En el ámbito geopolítico, el mundo occidental tiende a posicionarse del lado de Estados Unidos en esta guerra comercial. Sin embargo, existen indicios que invitan a cuestionar el desenlace previsible. De hecho, el propio Donald Trump ya ha dado marcha atrás respecto a algunos de los productos importados desde China.

Actualmente, China se encuentra en una posición mucho más sólida que durante la primera guerra arancelaria. En aquel momento, las exportaciones hacia EEUU representaban más del 25% de sus exportaciones totales; hoy, esa cifra se ha reducido al entorno del 14-15%. En una economía de entre 14 y 15 billones de dólares, contar con un superávit de unos 330.000 millones sobre unas exportaciones totales de 500.000 millones hacia EEUU es negativo, sin duda, pero está lejos de ser el cataclismo que algunos anticipan. Además, la dependencia estadounidense de productos chinos sigue siendo significativa. Por ejemplo, el 50% de los teléfonos móviles vendidos en EEUU son iPhones, y el 80% de ellos se fabrica en China, lo cual explica en parte por qué Trump optó por retroceder en ciertas medidas. Lo mismo ocurre con otros productos clave: el 80% de los aires acondicionados consumidos en el mundo se producen en China, así como el 50% de los ingredientes utilizados en antibióticos. Incluso el sistema de defensa estadounidense depende de componentes chinos, como las tierras raras empleadas en los F-35.

Mientras en EEUU importantes empresarios e inversores —como Jamie Dimon, de JPMorgan— han alzado la voz contra el endurecimiento de las tensiones con China, no se ha visto la misma presión sobre las autoridades chinas por parte de su tejido empresarial. Este contraste es revelador.
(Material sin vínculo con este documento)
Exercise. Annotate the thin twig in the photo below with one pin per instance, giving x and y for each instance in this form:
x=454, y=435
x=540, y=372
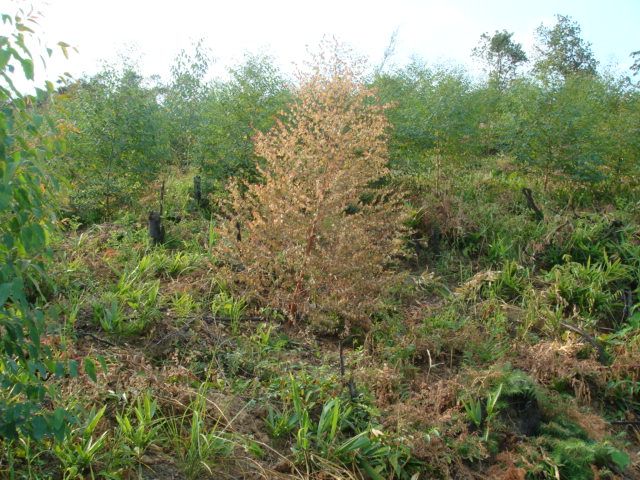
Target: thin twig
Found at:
x=603, y=358
x=95, y=337
x=624, y=422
Se estima que las tensiones comerciales podrían reducir el crecimiento del PIB chino en torno a un 2%, pero hay motivos para dudar de ese impacto. La última balanza comercial publicada muestra un crecimiento de más del 10%, y las previsiones para el primer trimestre apuntan a un aumento del PIB superior al 5,2%. Además, el gobierno chino tiene a su disposición un amplio abanico de herramientas: estímulos fiscales, políticas monetarias expansivas y un sector servicios con mucho margen de desarrollo. Estas medidas, ya visibles desde septiembre del año pasado, comienzan a mostrar efectos positivos en determinados sectores.

No obstante, también se observa una mayor dependencia de la deuda. China posee aproximadamente el 2,2% de la deuda estadounidense, y la posibilidad de que venda parte de esa posición se está contemplando como un factor de riesgo, sobre todo en un contexto de menor apetito por los bonos del Tesoro y de cuestionamiento del dólar como divisa hegemónica.

En definitiva, en esta guerra arancelaria parece que no hay un claro ganador. Sin embargo, es evidente que China llega mucho mejor preparada que en la anterior contienda comercial.